Novel interactions between the NF-κB and BMP signaling pathways in the <i>Drosophila melanogaster</i> embryo.

Novel interactions between the NF-B and BMP signaling pathways in the Drosophila melanogaster embryo. Sophia Carrell, Gregory Reeves. Chemical and Biomolecular Engineering, North Carolina State University, Raleigh, NC.

   Many diseases, most notably cancer, occur when cells misinterpret or ignore signals regarding proliferation, migration, and/or apoptosis, implying these signaling pathways must be tightly regulated. Since these same signals are highly conserved between species, we study the regulation of signaling pathways in the context of patterning the dorsal-ventral (DV) axis in the early Drosophila melanogaster embryo.
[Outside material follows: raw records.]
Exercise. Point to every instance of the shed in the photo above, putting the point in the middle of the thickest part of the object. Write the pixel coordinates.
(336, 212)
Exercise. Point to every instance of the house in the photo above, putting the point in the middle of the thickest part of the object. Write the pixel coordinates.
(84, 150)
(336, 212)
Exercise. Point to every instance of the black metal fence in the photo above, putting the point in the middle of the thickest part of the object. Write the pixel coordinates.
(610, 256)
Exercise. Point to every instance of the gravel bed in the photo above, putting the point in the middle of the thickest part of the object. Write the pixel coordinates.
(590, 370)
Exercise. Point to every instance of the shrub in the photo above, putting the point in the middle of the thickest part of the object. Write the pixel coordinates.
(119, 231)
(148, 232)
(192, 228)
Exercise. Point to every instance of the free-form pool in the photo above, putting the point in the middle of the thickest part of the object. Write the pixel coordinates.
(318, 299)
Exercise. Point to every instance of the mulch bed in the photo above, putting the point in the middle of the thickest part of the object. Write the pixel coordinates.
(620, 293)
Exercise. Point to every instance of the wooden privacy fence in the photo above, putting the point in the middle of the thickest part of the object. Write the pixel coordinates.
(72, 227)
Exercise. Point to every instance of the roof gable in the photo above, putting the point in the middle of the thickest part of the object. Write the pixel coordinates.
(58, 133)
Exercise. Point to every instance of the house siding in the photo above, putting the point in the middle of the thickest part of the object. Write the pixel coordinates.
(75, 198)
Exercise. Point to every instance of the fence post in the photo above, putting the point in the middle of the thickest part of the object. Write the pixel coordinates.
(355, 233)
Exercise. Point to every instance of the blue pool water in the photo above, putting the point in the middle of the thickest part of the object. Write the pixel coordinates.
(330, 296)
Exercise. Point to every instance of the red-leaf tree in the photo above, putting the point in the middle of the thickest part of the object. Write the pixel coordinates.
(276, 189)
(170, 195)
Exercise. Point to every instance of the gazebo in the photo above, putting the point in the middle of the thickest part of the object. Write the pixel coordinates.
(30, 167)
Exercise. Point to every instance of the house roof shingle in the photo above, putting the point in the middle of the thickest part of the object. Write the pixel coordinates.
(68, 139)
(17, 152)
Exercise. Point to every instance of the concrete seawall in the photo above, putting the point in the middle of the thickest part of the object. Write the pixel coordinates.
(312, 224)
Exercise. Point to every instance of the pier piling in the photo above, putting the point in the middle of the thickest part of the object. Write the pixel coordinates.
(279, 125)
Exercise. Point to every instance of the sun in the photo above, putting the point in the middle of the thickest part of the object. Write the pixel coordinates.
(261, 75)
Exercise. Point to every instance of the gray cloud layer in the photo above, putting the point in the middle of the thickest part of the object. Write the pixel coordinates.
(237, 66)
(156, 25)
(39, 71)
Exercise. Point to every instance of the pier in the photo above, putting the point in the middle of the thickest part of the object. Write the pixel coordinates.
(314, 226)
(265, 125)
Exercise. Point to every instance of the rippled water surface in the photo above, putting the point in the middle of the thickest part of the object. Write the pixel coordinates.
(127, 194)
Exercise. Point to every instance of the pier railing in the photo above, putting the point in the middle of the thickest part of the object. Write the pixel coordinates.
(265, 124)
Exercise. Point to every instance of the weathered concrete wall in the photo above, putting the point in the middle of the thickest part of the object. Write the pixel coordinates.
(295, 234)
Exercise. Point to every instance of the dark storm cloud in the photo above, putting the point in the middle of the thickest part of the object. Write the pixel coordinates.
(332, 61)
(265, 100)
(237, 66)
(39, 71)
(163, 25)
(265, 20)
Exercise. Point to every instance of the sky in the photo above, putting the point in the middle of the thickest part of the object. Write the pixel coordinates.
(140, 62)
   The transcription factor Dorsal, homologous to NF-B, is responsible for expression of the genes that generate the DV pattern in the Drosophila embryo. Dorsal is present in the nuclei in a gradient, with the highest concentration at the ventral midline and a steady decay to about 40% of the embryos circumference. This gradient is established on the ventral side of the embryo by signaling through the Toll receptor, which phosphorylates the inhibitor protein Cactus (homologous to I-B), marking it for degradation. In the absence of Cactus, Dorsal is free to enter the nuclei and direct expression of target genes in a concentration-dependent manner. On the dorsal side of the embryo, the bone morphogenic protein (BMP) ligand Dpp is present in a graded fashion, establishing DV gene patterns beyond the spatial range of the Dorsal nuclear gradient.
   Because the Dorsal gradient is essential to correct patterning of the early embryo, there likely exist multiple sets of regulatory loops to ensure proper development in the face of perturbed conditions. Preliminary evidence indicates the existence of such feedback loops through the BMP signaling network. We have found that there is interplay between the gradient of Dorsal, expressed highly on the ventral side of the embryo, and that of BMP signaling, expressed in an opposing gradient with its peak at the dorsal side of the embryo. We believe that the interactions between these two gradients are essential for proper gene positioning along the DV axis of the developing Drosophila embryo.